Aún no puedo dormir. Y ahora mi madre también se ha levantado. Entra en mi habitación y yo reconozco sus pisadas; las de ella son como el frotar la piel contra las sábanas. La siento cerca de mí, en la cabecera. Se inclina del lado contrario y escucho golpear el metal del cargador contra el contacto sin placa. El crujir de la separación, el zumbido de la energía interrumpida. Todo lo percibo, aunque todavía no quiero abrir los ojos. Si los abro ahora, mi madre se avergonzará de llevarse mi cargador a escondidas. Me preguntará: “¿Qué haces despierta?”, y culpará a mi padre por hacer ruido. Esta vez dejaré que se lo lleve. Cuando se vaya, abriré los ojos. Ya no puedo seguir durmiendo.

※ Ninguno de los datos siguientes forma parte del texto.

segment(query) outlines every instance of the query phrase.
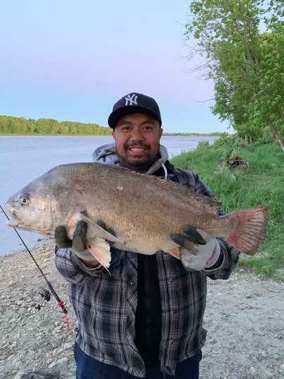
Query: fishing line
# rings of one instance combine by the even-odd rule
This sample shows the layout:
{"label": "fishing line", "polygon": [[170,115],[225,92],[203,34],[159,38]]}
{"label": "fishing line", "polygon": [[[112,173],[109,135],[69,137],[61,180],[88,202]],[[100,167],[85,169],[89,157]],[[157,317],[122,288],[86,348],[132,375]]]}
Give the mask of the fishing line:
{"label": "fishing line", "polygon": [[[4,213],[4,214],[6,215],[6,217],[7,218],[8,220],[10,220],[9,218],[8,217],[6,213],[5,212],[5,211],[3,209],[2,206],[0,205],[0,208],[2,210],[2,212]],[[66,324],[67,326],[67,329],[68,331],[71,333],[71,330],[70,330],[70,328],[69,328],[69,322],[70,322],[70,320],[68,317],[68,313],[67,313],[67,310],[66,309],[65,307],[65,303],[64,303],[64,301],[62,301],[60,298],[58,296],[58,295],[57,294],[57,293],[55,292],[55,290],[53,288],[53,287],[51,285],[51,283],[48,281],[48,279],[47,279],[46,276],[44,274],[43,272],[42,271],[42,270],[41,269],[41,267],[39,267],[39,265],[38,265],[36,260],[35,260],[34,255],[32,254],[31,251],[29,251],[29,249],[28,248],[28,247],[27,246],[27,245],[25,244],[25,243],[24,242],[22,238],[21,237],[21,236],[20,235],[20,234],[18,233],[18,230],[15,228],[15,227],[13,227],[13,229],[15,230],[15,232],[17,233],[17,235],[18,237],[20,238],[20,239],[21,240],[22,244],[24,245],[24,246],[25,247],[25,248],[27,249],[27,251],[29,253],[30,257],[32,258],[32,259],[33,260],[33,261],[34,262],[34,264],[36,265],[36,267],[38,268],[38,270],[39,270],[39,272],[41,272],[41,276],[43,277],[43,279],[45,279],[45,281],[46,281],[46,284],[48,286],[48,288],[50,290],[50,292],[53,295],[53,296],[55,298],[57,302],[58,302],[58,307],[60,307],[61,308],[60,310],[60,313],[64,313],[64,314],[62,315],[62,319],[64,319],[64,324]],[[49,293],[48,291],[41,291],[40,293],[40,295],[41,295],[41,297],[44,298],[43,299],[43,301],[44,300],[46,300],[46,301],[49,301],[50,299],[50,293]],[[42,304],[42,303],[41,303]],[[41,306],[40,305],[38,305],[37,306],[37,309],[39,310],[41,309]]]}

De nuevo el frotar la piel contra las sábanas, el chillido, el salpicar se detiene, el rechinar, el frotar las manos en invierno. Ahora escucho a mi padre vestirse y a mi madre caminar a la cocina. Cuando el frotar se aleja, abro los ojos.

Y me encuentro en mi habitación. En el departamento que mi madre rentó mientras estudió la universidad. Mi única compañía real es el gato, que me mira desconcertado en una esquina. Me cuesta recordar que mis padres no viven aquí; de hecho, están separados desde hace cinco años. Con la mirada en el techo recuerdo esto y una emoción parpadea en el pecho: estoy sola. Pero juro que los escuché.